O relato de Samarone resume a relação do burguês urbano com o país em que vivem os sem-terra. Ele é simpático à causa. Descreve quase com ternura a labuta e as agruras de um senhor de 73 anos, de uma mãe e de sua filhinha. Conta a história do roubo de uma bomba que irrigava a horta das 54 famílias, diz que teve o impulso de dar os 143 reais que custariam comprar uma bomba nova, resistiu, nos diz, e achou que fez bem: o grupo cresceu encontrando sua própria solução.
Não estou aqui para espinafrar Samarone. Ele não é um reacionário. Mas acho importante falar deste olhar condescendente. Desta quase ternura, desta infantilização e senilização (olha-se para a criança terna e para o velho desbrigado). Até mesmo a mulher é vista desta perspectiva de desamparo. São todos frágeis, são coitados, estão ali perdidos naquele mundo de deus.

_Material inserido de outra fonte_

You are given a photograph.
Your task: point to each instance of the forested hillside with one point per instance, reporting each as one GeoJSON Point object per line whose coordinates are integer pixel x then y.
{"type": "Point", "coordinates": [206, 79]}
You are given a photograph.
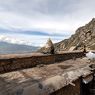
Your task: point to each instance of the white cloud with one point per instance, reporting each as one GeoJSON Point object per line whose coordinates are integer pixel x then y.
{"type": "Point", "coordinates": [50, 16]}
{"type": "Point", "coordinates": [28, 39]}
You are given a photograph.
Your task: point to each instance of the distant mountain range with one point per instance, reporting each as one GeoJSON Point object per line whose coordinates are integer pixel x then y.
{"type": "Point", "coordinates": [84, 35]}
{"type": "Point", "coordinates": [8, 48]}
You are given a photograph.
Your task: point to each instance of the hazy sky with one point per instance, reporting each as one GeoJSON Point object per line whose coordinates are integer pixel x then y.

Eu passo muito tempo nos acampamentos. Nos acampamentos há disciplina, empenho, seriedade, e também há safadeza, sacanagem. Lá dentro tem gente - sem adjetivos. E, cá pra fora, pra esse mundo que lê o JC e vê a Globo, essa gente mete medo: essa gente desabrigada por toda esta outra gente (a burguesia) mete os peitos, invade, pega na foice e peita o jagunço de carabina. Dizer que são desabrigados é negar o caráter intrinsecamente revolucionário de seu movimento, e fazer parecer que esta burguesia os teme apenas por ignorância.
Esta burguesia teme os sem-terra porque eles significam a sua destruição. Ou, no mínimo, a destruição deste sistema de privilégio que vivemos desde as capitanias hereditárias.